KNODE-DW MPC

Flying Quadrotors in Tight Formations using Learning-based Model Predictive Control

I tackled the challenge of enabling quadrotors to fly in tight formations and navigate in the presence of complex downwash airflows. To accomplish this, I combined first-principle physics models with neural ODEs to accurately model the dynamics of quadrotor downwash. While MPC can be employed to achieve exceptional control performance, it requires a precise model of the system dynamics. As such, I developed a learning-based MPC framework — KNODE-DW MPC — by integrating the hybrid physics and neural ODE model with MPC.
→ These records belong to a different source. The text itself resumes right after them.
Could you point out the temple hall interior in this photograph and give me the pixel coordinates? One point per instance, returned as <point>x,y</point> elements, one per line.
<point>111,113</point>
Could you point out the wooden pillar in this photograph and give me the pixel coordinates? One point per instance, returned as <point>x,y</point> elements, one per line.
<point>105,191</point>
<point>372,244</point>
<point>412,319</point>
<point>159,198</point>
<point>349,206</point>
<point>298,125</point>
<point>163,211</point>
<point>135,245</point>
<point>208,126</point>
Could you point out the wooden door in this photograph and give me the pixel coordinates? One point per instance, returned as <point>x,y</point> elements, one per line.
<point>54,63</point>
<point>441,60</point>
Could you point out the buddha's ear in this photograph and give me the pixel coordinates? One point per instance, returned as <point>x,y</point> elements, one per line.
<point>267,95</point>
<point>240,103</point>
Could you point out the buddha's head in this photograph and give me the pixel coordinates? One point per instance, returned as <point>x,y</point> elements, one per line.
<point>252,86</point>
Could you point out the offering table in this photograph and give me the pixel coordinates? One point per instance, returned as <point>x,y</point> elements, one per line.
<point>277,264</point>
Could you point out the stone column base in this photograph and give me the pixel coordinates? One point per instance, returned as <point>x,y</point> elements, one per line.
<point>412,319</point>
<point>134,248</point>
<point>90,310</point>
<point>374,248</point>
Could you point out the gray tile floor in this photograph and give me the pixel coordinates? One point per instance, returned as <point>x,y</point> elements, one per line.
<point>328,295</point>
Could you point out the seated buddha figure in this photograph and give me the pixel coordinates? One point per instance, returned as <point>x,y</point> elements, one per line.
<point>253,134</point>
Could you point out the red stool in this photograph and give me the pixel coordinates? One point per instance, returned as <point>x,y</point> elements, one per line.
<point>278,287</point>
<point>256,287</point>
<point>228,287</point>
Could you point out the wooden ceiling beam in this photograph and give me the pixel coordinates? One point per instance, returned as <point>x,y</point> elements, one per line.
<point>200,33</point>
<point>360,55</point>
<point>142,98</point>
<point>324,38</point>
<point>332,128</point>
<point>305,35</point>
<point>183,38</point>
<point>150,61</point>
We obtained groundbreaking results with this framework such as a 40% performance improvement in trajectory tracking compared to nominal MPC in both simulations and physical experiments. I successfully flew two Crazyflie quadrotors in a stacked formation with only 12 cm of vertical separation—the first demonstration of its kind. This work resulted in a submission to ICRA 2025 where I am a co-first author.

Publication Link: Submitted to ICRA 2025

Publication PDF: PDF

Demo video at: Demo

KNODE-DW MPC: Top: A composite photo depicting two Crazyflie (CF) quadrotors flying in lemniscate trajectories, under a stacked formation with a commanded separation of 2 body lengths. This is achieved with our proposed framework. The frames used to create this photo are extracted from a video taken during a physical experiment. Bottom: Schematic of our framework.